Самое ужасное — в своём новом обличье я не умела ни плакать, ни говорить. Моё крохотное цветочное сердце билось так сильно, что, казалось, вот-вот разорвётся, и я думала:
«С какой стати мама, которая так горюет, обратит внимание на какую-то фиалку в саду!»

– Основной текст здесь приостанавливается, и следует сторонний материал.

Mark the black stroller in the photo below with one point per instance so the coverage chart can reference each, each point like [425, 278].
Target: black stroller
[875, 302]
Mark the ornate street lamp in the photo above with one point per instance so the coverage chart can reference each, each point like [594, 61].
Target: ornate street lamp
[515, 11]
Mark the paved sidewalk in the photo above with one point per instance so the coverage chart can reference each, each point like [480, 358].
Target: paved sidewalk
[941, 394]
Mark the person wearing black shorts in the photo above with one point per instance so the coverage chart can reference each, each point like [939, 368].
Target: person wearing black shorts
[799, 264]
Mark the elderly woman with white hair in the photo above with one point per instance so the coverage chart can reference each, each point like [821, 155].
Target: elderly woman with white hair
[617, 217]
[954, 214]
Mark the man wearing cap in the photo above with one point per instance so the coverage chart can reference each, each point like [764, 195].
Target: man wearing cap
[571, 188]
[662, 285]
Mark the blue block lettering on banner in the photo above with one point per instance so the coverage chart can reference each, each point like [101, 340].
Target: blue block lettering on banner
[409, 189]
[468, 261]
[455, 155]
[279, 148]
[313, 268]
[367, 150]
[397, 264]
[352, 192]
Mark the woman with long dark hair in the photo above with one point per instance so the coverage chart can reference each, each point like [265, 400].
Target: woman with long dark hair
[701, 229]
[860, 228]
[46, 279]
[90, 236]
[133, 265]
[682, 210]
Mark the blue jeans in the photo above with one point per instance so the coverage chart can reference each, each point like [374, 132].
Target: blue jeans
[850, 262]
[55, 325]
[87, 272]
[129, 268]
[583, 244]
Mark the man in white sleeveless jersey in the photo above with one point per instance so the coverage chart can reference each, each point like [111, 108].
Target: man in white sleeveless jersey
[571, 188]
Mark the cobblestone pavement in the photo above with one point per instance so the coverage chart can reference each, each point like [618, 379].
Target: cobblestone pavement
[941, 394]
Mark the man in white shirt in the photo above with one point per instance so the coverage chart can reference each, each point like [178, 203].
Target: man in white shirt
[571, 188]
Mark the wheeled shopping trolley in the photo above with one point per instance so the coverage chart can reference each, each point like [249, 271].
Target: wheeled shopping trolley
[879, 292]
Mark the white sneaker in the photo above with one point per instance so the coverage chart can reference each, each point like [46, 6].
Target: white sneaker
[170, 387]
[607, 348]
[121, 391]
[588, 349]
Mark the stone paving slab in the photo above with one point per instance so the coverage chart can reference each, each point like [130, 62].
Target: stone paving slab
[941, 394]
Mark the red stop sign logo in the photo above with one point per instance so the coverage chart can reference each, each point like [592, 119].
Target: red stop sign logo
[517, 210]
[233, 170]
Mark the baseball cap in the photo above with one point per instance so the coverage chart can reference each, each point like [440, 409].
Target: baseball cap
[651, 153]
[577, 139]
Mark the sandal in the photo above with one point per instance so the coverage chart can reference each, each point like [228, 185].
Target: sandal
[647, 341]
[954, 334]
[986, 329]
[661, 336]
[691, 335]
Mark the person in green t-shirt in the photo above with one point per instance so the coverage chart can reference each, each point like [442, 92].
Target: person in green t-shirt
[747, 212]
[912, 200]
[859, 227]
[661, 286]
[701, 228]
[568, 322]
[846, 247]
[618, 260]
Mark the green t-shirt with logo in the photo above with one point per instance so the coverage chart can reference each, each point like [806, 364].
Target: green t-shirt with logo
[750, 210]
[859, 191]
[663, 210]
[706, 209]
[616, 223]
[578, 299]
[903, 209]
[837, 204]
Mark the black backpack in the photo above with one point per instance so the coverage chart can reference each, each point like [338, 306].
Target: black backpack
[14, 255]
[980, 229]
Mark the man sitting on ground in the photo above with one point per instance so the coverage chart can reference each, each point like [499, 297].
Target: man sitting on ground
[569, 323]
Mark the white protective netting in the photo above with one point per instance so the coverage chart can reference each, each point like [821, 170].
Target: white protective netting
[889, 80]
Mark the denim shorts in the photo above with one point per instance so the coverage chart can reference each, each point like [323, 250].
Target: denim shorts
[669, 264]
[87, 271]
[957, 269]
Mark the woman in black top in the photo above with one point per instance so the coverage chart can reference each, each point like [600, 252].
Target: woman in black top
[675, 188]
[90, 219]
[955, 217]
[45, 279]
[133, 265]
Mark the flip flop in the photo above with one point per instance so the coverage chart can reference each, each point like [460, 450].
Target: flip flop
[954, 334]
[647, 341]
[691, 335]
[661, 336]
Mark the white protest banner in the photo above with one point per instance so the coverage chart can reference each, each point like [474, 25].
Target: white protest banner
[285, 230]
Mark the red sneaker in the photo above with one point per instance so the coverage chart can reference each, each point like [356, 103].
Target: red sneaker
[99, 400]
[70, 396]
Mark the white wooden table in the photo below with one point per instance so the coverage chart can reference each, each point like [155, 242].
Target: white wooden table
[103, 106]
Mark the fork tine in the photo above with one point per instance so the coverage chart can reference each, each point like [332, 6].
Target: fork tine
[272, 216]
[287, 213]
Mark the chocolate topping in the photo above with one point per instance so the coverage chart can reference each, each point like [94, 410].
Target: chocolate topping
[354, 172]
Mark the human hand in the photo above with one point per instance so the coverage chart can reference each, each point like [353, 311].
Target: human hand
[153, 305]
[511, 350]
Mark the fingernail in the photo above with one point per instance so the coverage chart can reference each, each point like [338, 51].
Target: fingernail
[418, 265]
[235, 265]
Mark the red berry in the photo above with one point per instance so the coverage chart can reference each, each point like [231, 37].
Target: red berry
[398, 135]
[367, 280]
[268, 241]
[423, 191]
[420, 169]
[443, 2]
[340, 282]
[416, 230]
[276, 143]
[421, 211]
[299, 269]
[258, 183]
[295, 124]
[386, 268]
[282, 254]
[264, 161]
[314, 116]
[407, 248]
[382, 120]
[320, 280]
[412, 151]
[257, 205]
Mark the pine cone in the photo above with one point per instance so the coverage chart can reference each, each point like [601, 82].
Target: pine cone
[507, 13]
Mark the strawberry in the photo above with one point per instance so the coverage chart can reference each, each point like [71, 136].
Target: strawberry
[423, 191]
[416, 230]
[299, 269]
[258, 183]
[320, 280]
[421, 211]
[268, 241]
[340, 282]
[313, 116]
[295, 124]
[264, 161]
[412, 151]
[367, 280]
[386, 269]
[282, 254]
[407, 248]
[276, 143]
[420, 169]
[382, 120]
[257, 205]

Ясно было, что мне суждено вернуться в Королевство цветов, и я задыхалась от вопля, который напрасно рвался из моей груди.
Тем временем мама встала и повернула лицо к саду, словно услыхала слова, которые я не могла выкрикнуть.
— Мне кажется, Анни меня зовёт, — сказала она.
И пошла к двери.
— Перестаньте, мадам, успокойтесь, — затараторили соседки и бросились за ней следом. — Что вы такое выдумываете? В саду же нет никого, сами видите.
Мама посмотрела на них глазами, полными слёз, и на мгновение остановилась на пороге кухни.
Я испугалась, что сейчас она вернётся в дом. Но во мне уже вспыхнула безумная надежда, и я мысленно стала звать маму изо всех своих жалких цветочных сил.
— А я вам говорю, что Анни меня зовёт, — повторила мама. — Вот сейчас она опять крикнула.
— Никто не кричал, уверяем вас, — твердили соседки, — вернитесь в дом, мадам, ну пожалуйста!
А между собой они зашептались:
— Бедняжка! От горя у неё помутилось в голове.
Но невидимая нить притягивала маму ко мне.
Она словно слышала меня — и вот уже её рука, такая знакомая и ласковая, протянулась к моему стебельку.
— Анни меня зовёт! Анни меня зовёт! Я же слышу, что это Анни, — с этими словами мама погладила мои лепестки.
— Да какая же это Анни? Это простая фиалка, — жалостливо вздохнули соседки. — Вы что, хотите её сорвать?
И снова зашептались:
— Бедняжка! У неё помутилось в голове от горя.
Но мама уже освободила меня от заклятия. Я сразу опять стала девочкой, и когда отец вернулся, мы сидели, обнявшись так тесно, что его поцелуй пришёлся сразу и в мою щёку, и в мамину.